Night Gallery Season 3 Episode 2: The Girl With the Hungry Eyes (1972)

Directed by John Badham (Bird On a WireShort CircuitWarGames) and written by Robert Malcolm Young (Escape to Witch Mountain) from a Fritz Leiber story, this trip to the Night Gallery has photographer David Faulkner (James Farentino, Dead and Buried) becoming slowly obsessed with his new model. She has no name. Just eyes that want something. That’s where this gets its title, “The Girl With the Hungry Eyes.”

The Girl is played by Joanna Pettet, making this episode her fourth Night Gallery role. She’s also in The Evil which also makes use of her ethereal beauty as she plays a vampire who haunts every man that sees her. Helping her exactly that are the photos taken by Harry Langdon Jr., a legendary Hollywood photographer.

Pettet

told authors Scott Skelton and Jim Benson in Rod Serling’s Night Gallery An After Hours Tour, “Doing “The Girl With the Hungry Eyes” was just a total ego trip! I walked onto the set and there were floor-to-ceiling huge blowups of me! I looked out the window and they had literally made a huge billboard out of me, sipping beer, and erected it on a building across the street. And it was probably the best I ever looked in my life. We all go through our periods — “the look,” you know? It was just perfect. And for the rest of my career I got to use these incredible shots from Harry Langdon. When would I ever have had a chance to get an entire day with somebody like that?”

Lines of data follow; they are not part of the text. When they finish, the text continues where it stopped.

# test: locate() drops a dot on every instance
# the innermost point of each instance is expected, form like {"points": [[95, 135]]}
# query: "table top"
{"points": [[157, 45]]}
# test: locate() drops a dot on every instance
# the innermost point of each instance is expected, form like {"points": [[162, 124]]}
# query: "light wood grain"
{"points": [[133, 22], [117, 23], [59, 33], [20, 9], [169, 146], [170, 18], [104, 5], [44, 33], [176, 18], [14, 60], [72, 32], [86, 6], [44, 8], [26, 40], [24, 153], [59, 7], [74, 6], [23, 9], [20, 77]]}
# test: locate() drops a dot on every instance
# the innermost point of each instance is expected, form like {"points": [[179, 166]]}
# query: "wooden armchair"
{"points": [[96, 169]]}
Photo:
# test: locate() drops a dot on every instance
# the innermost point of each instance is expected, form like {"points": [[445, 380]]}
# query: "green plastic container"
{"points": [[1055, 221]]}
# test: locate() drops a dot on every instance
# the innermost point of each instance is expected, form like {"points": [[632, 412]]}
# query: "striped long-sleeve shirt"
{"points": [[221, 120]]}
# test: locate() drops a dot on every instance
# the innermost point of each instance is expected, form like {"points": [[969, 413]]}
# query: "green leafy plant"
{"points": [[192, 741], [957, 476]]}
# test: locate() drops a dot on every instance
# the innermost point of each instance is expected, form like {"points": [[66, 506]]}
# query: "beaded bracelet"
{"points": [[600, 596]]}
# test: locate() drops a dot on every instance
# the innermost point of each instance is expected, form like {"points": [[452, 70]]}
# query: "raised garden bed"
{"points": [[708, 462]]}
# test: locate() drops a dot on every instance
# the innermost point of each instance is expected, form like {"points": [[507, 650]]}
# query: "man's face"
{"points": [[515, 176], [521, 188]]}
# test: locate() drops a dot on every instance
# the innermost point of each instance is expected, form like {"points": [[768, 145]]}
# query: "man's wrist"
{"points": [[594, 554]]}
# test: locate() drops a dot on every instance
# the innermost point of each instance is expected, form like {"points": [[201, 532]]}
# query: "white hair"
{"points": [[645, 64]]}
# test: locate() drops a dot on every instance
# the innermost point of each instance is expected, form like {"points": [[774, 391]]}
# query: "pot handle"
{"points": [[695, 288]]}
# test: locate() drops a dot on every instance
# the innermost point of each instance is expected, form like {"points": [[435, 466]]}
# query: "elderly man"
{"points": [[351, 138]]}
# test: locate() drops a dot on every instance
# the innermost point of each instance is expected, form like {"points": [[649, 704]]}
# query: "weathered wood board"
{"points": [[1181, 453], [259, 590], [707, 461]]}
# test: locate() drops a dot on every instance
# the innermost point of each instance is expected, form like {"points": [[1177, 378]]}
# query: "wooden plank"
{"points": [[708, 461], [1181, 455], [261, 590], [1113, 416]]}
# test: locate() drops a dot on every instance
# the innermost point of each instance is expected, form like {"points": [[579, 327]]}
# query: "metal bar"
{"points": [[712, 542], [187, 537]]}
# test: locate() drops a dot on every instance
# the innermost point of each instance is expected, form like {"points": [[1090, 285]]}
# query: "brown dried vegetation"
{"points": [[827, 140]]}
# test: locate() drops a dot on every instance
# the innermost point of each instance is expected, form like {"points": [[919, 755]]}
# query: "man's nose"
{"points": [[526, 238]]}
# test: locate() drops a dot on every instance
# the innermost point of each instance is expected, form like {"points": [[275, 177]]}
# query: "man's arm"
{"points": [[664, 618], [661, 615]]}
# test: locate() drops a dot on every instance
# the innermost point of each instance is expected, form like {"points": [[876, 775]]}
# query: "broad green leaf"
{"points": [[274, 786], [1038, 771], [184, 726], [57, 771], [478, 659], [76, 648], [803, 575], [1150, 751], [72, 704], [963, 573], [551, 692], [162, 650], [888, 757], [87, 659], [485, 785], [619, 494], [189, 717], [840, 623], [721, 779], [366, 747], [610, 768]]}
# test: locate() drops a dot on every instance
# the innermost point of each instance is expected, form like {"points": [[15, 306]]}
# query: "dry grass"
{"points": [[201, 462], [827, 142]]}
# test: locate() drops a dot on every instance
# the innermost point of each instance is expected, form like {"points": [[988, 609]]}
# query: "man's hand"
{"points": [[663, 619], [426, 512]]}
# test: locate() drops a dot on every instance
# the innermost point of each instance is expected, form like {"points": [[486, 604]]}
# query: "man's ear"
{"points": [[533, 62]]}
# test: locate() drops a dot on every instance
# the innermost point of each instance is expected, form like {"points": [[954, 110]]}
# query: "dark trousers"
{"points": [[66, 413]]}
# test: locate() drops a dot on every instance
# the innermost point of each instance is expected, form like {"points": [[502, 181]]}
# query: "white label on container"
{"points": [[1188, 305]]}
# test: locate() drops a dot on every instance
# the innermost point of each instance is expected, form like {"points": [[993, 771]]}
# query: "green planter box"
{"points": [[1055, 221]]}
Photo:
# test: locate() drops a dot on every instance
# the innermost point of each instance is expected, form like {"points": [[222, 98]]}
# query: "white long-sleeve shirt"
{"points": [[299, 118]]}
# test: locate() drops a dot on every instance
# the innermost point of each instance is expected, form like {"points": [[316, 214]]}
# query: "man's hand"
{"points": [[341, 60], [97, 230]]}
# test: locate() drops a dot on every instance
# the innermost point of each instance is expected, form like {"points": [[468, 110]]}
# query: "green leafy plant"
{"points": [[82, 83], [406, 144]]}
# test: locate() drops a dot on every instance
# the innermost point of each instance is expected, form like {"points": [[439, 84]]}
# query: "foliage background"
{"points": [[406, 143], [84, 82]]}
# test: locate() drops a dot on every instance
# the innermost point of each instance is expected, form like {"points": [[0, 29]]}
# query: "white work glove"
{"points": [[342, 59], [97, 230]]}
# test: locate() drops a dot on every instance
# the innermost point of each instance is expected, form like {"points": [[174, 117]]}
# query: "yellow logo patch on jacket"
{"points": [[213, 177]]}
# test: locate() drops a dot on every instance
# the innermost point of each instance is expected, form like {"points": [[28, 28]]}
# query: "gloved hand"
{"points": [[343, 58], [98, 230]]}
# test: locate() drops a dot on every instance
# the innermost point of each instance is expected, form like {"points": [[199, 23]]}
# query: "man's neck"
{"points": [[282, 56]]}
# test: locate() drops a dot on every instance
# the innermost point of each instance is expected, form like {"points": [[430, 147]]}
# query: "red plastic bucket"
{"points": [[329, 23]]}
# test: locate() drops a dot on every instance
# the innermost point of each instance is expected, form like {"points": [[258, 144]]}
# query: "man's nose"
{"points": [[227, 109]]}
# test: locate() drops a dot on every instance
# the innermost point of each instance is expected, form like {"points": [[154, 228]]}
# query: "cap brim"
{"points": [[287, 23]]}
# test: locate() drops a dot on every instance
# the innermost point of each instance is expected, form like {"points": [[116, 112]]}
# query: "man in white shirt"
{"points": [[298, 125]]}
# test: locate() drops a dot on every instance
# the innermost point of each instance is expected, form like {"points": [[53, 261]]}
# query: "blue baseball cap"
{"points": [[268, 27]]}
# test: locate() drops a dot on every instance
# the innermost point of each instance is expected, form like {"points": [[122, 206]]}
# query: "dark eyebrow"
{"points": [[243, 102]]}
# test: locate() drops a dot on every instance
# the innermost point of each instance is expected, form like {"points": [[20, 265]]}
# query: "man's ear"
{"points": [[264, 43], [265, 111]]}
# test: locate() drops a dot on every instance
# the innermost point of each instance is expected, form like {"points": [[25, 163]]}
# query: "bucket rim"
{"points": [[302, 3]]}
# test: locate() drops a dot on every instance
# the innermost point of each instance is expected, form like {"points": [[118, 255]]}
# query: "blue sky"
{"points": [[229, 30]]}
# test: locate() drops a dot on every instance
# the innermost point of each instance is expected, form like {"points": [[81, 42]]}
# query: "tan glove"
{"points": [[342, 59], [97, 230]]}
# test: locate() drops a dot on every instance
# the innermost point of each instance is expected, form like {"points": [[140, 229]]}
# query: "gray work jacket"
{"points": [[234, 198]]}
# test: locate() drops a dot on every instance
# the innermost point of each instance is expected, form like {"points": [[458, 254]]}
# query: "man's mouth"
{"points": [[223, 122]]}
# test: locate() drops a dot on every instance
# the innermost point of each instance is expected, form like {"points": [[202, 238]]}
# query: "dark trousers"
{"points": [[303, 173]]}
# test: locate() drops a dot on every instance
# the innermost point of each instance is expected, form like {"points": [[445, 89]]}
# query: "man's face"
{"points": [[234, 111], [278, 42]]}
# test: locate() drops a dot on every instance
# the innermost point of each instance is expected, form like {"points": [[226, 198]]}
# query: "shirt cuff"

Plus, you get Night Gallery regular John Astin as a beer company owner desperate to meet The Girl and a script as packed with eroticism as 1972 network television will allow. Badham argued with Jack Laird for more money and more time, even going way over to capture the final scenes inferno which got him fired until, as he said, “the next time they needed somebody.” And they did just a few days later, working on an episode of Ozzie and Harriet.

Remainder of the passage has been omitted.